I am using a Groupby Node on a large data set to calculate median across different dimension combinations. I have noticed that on a large data set (~20M rows) the median aggregation is returned as Null, despite raw values in the table.
Are there some kind of calculation limits on the Groupby node?
Details: ~20M rows, metric is in Long format. If metric is converted to a Double, Median can be calculated. The statistics will calculate Median when the number is in Long format. able to calculate
Hi @San_Diego_Web_Analyst ,
Welcome to the knime community forum!
This could be due to different reasons.
Do you see any error or warning message on the console when you execute the node?
For example, If there is a warning message about Maximum unique values per group as shown in the screenshot below, you can increase the corresponding parameter in the node configuration.

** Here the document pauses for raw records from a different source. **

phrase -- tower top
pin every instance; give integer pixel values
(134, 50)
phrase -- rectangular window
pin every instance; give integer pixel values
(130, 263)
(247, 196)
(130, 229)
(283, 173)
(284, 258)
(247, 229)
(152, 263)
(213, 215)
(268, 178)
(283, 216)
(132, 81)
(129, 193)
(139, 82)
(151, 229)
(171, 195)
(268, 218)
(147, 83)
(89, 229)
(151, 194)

No, before executing I had already increased the number of unique values allows to be greater than the number of rows in the dataset. And again, the same settings work on the same extact data and calculate a median if I change the number format from long to double. Is this a limitation with long number formats?
There is no long number format specific limitation I am aware of. It could be a bug.
Are you able to share the workflow with the data? That would make the effort to reproduce easier.
I tried reproducing your issue with a toy dataset to no avail. For me the Group By node works just fine in getting a median of long values even with 20M rows.
This topic was automatically closed 182 days after the last reply. New replies are no longer allowed.